- Born: 1 November 1906 Skien, Norway
- Died: 22 December 2001 (aged 95)
- Citizenship: Norwegian
- Education: University of Oslo
- Scientific career
- Fields: microbiology immunology immunochemistry
- Workplaces: Rikshospitalet (1945–1949, 1955–1964, 1965–1977) Norwegian Institute of Public Health (1949–1945) University of Oslo (1955–1977) National Medical Center in Seoul (1964–1965)

= Sverre Dick Henriksen =

Norwegian professor of medicine (1906–2001)

Sverre Dick Henriksen (1 November 1906 – 22 December 2001) was a Norwegian professor of medicine.

==Biography==
He was born in Skien, and took his examen artium in 1925. The cand.med. degree at the University of Oslo followed in 1931, and from 1931 to 1933 he worked at various Norwegian hospitals. After starting a specialist education in microbiology in 1933, at the Bacteriological Laboratory of the Norwegian Armed Forces, he took the dr.med. degree in 1936 on the thesis Studies on the Bacterial Flora of the Respiratory Tract in Acute and Chronic Bronchitis, Bronchial Asthma and Lung Gangrene. He spent the period 1937 to 1938 as research assistant on an expedition to Tristan da Cunha in the South Atlantic, and 1939 to 1941 at Columbia University in the United States. He did not return to German-occupied Norway after the 1940 invasion, but worked in the exiled Norwegian medical corps in Toronto (1941–1943) and London (1943–1945). For his war-time efforts he was awarded the Defence Medal 1940 – 1945.

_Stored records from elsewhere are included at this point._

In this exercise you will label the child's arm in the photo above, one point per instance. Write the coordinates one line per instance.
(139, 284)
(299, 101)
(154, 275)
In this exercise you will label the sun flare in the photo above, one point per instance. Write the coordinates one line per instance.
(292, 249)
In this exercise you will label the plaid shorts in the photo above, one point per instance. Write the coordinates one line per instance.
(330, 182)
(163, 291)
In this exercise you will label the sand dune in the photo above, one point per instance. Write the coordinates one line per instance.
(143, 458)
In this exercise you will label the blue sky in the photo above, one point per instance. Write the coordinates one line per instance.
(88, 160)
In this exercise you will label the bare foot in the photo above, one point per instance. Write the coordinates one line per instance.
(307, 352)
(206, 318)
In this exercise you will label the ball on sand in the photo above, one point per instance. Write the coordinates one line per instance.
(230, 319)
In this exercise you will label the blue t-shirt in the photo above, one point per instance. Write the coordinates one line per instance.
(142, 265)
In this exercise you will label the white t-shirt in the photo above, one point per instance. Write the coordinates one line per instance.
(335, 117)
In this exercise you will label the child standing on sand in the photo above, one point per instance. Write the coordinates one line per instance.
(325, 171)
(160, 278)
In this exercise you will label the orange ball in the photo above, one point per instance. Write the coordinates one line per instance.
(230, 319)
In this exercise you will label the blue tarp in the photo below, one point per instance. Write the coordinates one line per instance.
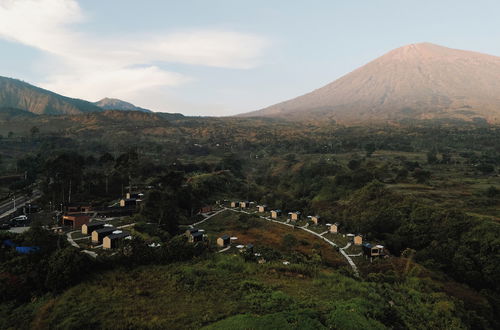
(27, 249)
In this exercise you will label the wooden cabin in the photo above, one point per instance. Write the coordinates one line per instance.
(110, 241)
(99, 234)
(196, 237)
(334, 229)
(275, 214)
(315, 219)
(88, 228)
(75, 220)
(206, 209)
(373, 250)
(223, 241)
(191, 231)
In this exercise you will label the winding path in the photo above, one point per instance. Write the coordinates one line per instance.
(346, 256)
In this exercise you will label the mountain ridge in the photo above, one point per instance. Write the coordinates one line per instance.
(417, 81)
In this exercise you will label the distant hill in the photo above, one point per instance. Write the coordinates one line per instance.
(16, 94)
(116, 104)
(418, 81)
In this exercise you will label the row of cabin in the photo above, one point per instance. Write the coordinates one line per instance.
(108, 235)
(243, 205)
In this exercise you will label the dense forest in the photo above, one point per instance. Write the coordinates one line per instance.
(428, 191)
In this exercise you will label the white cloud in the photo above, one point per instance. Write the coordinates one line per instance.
(92, 67)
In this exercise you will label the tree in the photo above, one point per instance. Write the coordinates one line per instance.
(34, 131)
(65, 268)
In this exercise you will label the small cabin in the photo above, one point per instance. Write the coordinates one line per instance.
(128, 202)
(75, 220)
(334, 229)
(315, 219)
(191, 231)
(110, 241)
(88, 228)
(249, 247)
(195, 237)
(99, 234)
(134, 195)
(275, 214)
(206, 209)
(223, 241)
(373, 250)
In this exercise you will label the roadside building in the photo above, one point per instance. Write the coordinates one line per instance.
(372, 251)
(191, 231)
(294, 216)
(196, 237)
(262, 208)
(275, 214)
(206, 209)
(128, 202)
(334, 229)
(75, 220)
(315, 219)
(88, 228)
(223, 241)
(110, 241)
(99, 234)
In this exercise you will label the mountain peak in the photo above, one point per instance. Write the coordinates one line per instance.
(116, 104)
(420, 81)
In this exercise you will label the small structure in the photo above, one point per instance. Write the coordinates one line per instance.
(196, 237)
(373, 250)
(223, 241)
(315, 219)
(134, 195)
(191, 231)
(110, 241)
(75, 220)
(128, 202)
(99, 234)
(88, 228)
(206, 209)
(334, 229)
(275, 214)
(262, 208)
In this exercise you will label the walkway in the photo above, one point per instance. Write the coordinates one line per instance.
(346, 256)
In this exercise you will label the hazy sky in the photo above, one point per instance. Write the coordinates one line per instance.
(221, 57)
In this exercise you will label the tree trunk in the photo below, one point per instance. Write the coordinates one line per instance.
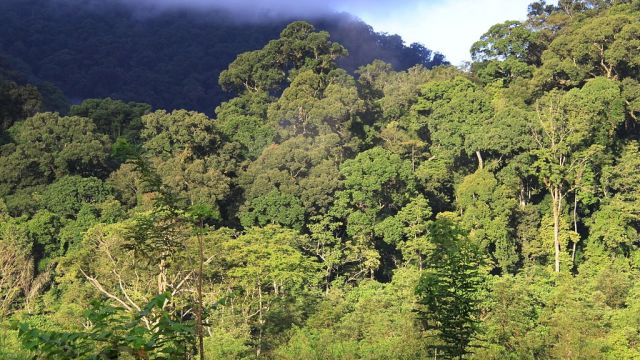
(557, 205)
(200, 302)
(480, 161)
(575, 227)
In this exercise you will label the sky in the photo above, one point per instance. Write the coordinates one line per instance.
(447, 26)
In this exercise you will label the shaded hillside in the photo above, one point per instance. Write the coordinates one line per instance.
(169, 60)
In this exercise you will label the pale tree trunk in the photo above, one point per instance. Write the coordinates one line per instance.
(575, 228)
(480, 161)
(200, 302)
(556, 194)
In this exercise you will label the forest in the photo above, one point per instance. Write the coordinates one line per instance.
(490, 211)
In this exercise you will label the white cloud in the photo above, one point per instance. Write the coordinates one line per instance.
(448, 26)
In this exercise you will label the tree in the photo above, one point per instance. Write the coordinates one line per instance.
(115, 118)
(572, 130)
(449, 289)
(457, 114)
(299, 48)
(48, 146)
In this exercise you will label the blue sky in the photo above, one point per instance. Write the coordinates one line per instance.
(448, 26)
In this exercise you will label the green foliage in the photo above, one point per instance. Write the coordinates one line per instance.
(449, 289)
(114, 333)
(484, 213)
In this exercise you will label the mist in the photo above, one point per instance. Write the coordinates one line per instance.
(239, 10)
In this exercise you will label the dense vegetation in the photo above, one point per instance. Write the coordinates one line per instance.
(170, 60)
(490, 213)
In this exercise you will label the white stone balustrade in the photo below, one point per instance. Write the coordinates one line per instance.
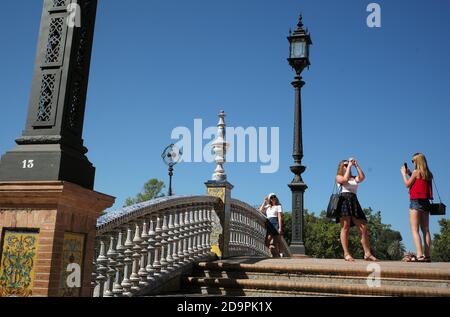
(247, 230)
(139, 249)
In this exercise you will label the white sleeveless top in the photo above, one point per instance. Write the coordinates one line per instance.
(350, 187)
(272, 211)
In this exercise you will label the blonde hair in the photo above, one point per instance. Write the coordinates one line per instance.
(277, 202)
(341, 168)
(421, 165)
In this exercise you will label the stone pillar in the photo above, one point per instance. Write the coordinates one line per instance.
(50, 227)
(221, 218)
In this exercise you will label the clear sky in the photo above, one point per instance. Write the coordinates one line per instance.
(377, 94)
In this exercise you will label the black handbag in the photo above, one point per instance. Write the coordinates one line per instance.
(437, 209)
(332, 209)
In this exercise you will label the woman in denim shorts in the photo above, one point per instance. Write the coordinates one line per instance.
(420, 187)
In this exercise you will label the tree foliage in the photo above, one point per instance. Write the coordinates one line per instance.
(322, 237)
(440, 247)
(152, 189)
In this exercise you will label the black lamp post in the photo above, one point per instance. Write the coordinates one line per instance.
(171, 156)
(299, 43)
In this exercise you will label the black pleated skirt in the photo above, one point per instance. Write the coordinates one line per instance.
(349, 207)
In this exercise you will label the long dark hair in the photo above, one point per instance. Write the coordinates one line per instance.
(277, 201)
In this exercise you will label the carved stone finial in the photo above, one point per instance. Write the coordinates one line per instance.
(220, 147)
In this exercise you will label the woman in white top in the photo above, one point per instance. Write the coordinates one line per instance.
(271, 208)
(350, 211)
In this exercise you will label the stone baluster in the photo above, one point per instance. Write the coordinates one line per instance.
(182, 240)
(176, 238)
(210, 228)
(126, 283)
(111, 254)
(102, 261)
(186, 237)
(195, 233)
(151, 251)
(134, 278)
(199, 233)
(164, 243)
(120, 248)
(94, 270)
(191, 235)
(144, 255)
(157, 262)
(169, 257)
(204, 232)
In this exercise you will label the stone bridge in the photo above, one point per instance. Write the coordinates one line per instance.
(146, 247)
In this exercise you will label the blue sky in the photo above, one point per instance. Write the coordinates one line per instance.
(377, 94)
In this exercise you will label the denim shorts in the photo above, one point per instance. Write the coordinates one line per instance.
(420, 204)
(272, 226)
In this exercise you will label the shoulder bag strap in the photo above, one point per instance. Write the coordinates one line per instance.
(435, 186)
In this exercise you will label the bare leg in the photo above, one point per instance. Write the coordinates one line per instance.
(345, 231)
(414, 221)
(362, 227)
(424, 226)
(268, 240)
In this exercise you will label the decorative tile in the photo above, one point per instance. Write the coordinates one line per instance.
(72, 265)
(17, 266)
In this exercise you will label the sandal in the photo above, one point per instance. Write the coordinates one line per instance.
(349, 258)
(409, 257)
(423, 259)
(370, 258)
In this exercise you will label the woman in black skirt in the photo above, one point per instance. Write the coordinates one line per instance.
(350, 211)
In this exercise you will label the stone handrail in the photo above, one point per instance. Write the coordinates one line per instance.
(140, 247)
(247, 230)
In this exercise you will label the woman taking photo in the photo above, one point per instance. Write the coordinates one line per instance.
(350, 212)
(420, 191)
(271, 208)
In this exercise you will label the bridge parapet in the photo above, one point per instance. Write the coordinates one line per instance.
(140, 247)
(247, 231)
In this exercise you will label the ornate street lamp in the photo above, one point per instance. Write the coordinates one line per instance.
(171, 156)
(299, 43)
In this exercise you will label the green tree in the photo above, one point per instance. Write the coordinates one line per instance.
(152, 189)
(322, 237)
(440, 248)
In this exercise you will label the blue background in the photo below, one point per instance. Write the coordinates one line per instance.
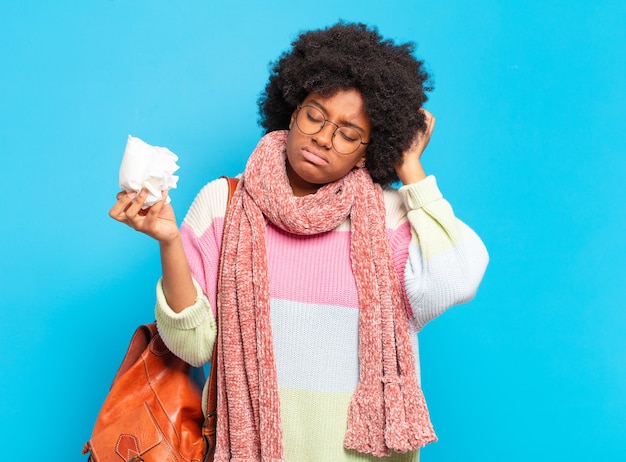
(529, 148)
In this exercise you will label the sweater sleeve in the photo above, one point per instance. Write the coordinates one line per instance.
(447, 259)
(191, 333)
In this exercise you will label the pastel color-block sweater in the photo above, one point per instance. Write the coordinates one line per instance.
(314, 304)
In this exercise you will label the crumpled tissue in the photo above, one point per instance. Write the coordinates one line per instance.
(150, 167)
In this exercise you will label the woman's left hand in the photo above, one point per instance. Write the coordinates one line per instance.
(411, 170)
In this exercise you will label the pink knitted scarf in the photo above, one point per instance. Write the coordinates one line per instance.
(387, 411)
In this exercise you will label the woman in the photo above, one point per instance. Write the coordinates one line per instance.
(326, 270)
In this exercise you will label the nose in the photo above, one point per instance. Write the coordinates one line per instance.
(325, 136)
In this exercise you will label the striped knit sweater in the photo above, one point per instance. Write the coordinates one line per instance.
(314, 304)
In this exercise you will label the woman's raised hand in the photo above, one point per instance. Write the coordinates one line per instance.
(158, 221)
(411, 170)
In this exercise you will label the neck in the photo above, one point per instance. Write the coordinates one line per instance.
(300, 187)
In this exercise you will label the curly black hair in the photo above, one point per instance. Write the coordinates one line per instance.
(391, 80)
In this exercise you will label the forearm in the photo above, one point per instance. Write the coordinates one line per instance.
(178, 286)
(447, 259)
(411, 171)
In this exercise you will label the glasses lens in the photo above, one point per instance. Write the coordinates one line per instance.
(346, 140)
(310, 120)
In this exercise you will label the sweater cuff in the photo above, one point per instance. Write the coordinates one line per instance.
(190, 317)
(420, 194)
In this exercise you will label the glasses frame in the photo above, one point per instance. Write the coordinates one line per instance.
(337, 127)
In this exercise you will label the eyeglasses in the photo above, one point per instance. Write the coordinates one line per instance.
(310, 120)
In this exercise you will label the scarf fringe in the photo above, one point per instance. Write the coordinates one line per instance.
(402, 398)
(366, 425)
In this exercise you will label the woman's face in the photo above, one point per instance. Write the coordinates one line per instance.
(312, 161)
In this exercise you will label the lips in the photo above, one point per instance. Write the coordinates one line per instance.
(314, 157)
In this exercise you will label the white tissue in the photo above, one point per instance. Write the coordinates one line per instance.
(150, 167)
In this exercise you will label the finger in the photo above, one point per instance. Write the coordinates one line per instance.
(136, 207)
(124, 199)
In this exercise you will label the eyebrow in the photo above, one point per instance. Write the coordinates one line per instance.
(343, 123)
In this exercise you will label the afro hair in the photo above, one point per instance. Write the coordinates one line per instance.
(391, 80)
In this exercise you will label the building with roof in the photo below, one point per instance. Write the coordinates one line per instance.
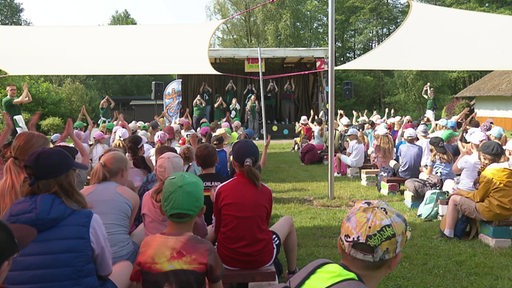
(493, 98)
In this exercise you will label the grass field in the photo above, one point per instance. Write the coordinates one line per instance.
(302, 192)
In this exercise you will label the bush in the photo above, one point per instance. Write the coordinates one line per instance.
(454, 107)
(52, 125)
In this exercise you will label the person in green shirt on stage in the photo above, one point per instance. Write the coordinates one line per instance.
(230, 92)
(219, 109)
(428, 93)
(206, 94)
(199, 109)
(12, 105)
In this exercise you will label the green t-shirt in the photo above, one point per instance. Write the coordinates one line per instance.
(9, 106)
(219, 113)
(230, 94)
(199, 111)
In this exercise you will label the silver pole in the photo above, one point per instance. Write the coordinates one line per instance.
(331, 106)
(262, 107)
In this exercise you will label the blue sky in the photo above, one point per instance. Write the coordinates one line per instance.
(98, 12)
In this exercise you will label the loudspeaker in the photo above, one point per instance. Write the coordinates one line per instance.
(348, 90)
(157, 90)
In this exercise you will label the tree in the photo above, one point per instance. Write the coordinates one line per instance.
(11, 13)
(298, 23)
(123, 18)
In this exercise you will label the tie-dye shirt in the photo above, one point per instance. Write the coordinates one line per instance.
(176, 261)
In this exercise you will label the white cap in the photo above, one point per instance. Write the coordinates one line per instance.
(475, 136)
(508, 146)
(345, 121)
(168, 164)
(381, 131)
(409, 133)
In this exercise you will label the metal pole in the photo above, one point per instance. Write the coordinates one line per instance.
(331, 106)
(262, 107)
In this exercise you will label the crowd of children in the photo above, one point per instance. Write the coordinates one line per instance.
(128, 190)
(167, 205)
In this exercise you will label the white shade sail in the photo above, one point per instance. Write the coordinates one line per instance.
(107, 50)
(442, 39)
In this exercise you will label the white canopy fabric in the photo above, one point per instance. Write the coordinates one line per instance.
(442, 39)
(107, 50)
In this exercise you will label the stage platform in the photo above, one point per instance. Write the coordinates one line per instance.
(281, 131)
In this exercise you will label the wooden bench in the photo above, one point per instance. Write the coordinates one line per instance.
(264, 276)
(394, 179)
(497, 234)
(391, 185)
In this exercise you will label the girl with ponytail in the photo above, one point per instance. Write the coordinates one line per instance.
(242, 210)
(492, 199)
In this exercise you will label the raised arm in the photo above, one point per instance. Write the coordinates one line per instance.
(112, 103)
(90, 124)
(263, 160)
(25, 96)
(426, 91)
(8, 127)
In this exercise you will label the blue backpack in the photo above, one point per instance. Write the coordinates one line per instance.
(429, 207)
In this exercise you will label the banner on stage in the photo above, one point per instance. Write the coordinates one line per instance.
(172, 101)
(251, 65)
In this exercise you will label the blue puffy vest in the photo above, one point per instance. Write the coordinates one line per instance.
(61, 255)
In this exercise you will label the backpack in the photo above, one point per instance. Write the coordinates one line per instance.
(384, 172)
(429, 207)
(298, 280)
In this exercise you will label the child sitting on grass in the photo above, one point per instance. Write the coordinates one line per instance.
(176, 257)
(206, 157)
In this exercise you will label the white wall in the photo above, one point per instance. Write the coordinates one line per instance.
(494, 106)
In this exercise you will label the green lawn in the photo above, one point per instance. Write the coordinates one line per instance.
(302, 192)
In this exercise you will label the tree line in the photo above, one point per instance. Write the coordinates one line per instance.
(361, 25)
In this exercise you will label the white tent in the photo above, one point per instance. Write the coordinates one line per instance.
(107, 50)
(439, 38)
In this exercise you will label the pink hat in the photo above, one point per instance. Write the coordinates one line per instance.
(168, 164)
(161, 137)
(204, 131)
(169, 130)
(122, 133)
(99, 135)
(79, 134)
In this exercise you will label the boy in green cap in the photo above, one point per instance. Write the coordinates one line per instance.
(176, 257)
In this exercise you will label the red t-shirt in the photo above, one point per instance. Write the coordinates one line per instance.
(242, 215)
(308, 132)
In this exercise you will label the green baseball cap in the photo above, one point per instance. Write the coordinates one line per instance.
(79, 124)
(182, 197)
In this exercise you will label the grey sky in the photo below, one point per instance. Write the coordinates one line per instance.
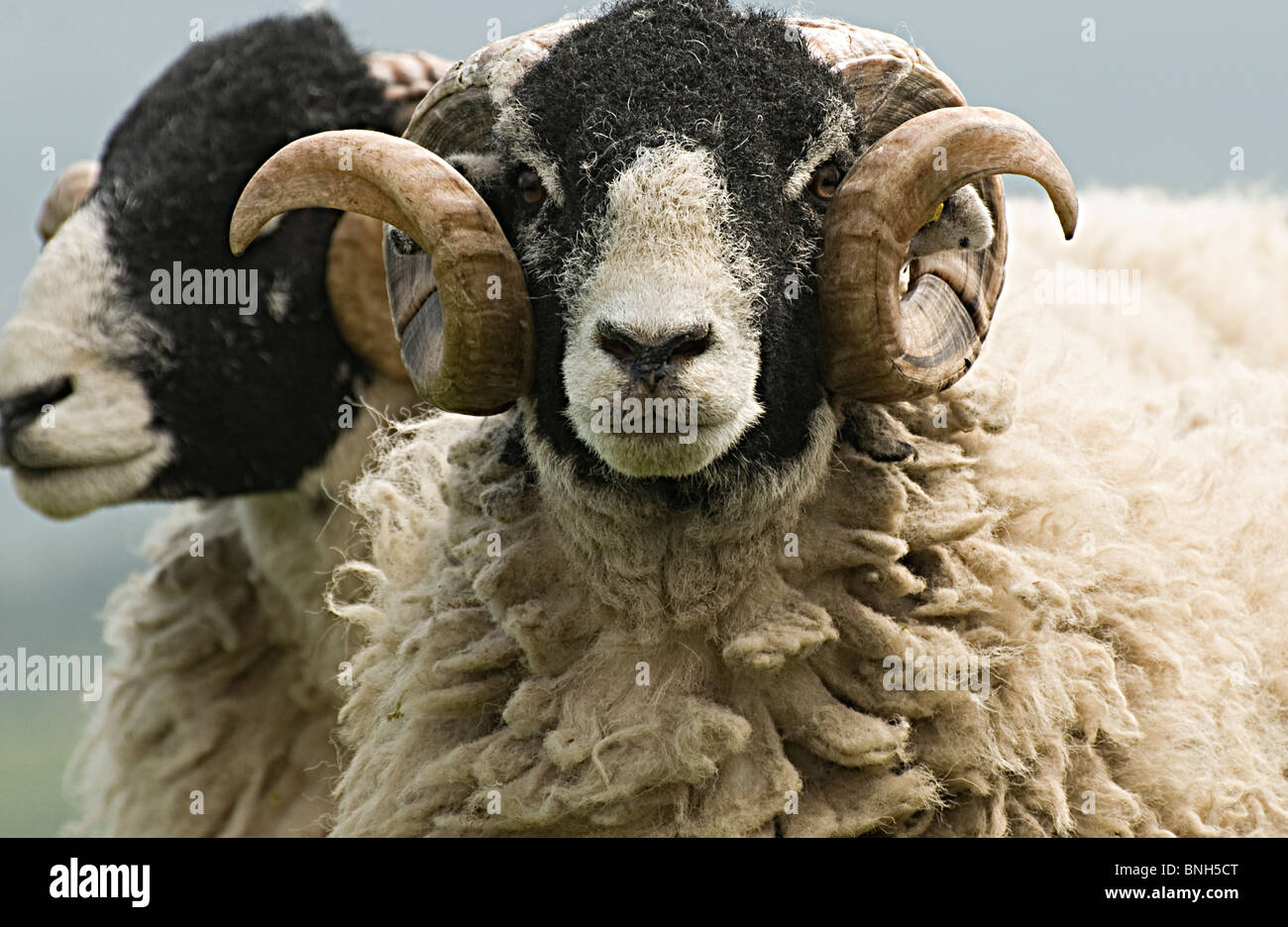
(1160, 97)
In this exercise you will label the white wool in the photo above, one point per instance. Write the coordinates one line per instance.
(226, 676)
(1096, 507)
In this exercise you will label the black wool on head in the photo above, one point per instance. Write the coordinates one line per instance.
(250, 399)
(734, 82)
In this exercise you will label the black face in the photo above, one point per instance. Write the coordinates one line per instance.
(738, 85)
(252, 399)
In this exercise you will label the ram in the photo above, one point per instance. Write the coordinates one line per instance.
(224, 676)
(581, 631)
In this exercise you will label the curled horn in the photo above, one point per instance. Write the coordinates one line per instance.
(355, 266)
(469, 347)
(881, 346)
(884, 347)
(69, 191)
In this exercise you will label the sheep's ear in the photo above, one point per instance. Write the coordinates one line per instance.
(962, 224)
(356, 283)
(69, 191)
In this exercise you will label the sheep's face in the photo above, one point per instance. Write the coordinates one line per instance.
(668, 224)
(146, 360)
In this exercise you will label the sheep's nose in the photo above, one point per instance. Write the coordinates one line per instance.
(651, 360)
(20, 411)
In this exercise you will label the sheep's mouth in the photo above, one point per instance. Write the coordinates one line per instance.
(69, 489)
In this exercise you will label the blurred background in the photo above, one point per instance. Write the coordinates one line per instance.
(1142, 94)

After the war, in 1945, he was hired at Rikshospitalet in Oslo, at the department Kaptein W. Wilhelmsen og frues bakteriologiske institutt. He served as the State Physician of Epidemics at the Norwegian Institute of Public Health from 1949 to 1955, then was professor of bacteriology (also called medicinal microbiology) at the University of Oslo from 1955 to 1977. He spent time from 1964 to 1965 as chief physician at the National Medical Center in Seoul. He has been credited with opening the department for virology during his time as professor. In his own research he concentrated on immunochemistry. He was a member of the Norwegian Academy of Science and Letters and an honorary member of the Korean Medical Association and the Polish Chamber of Physicians and Dentists, and was decorated as a Knight of the Royal Norwegian Order of St. Olav. He wrote a total of 170 academic articles. He died in December 2001.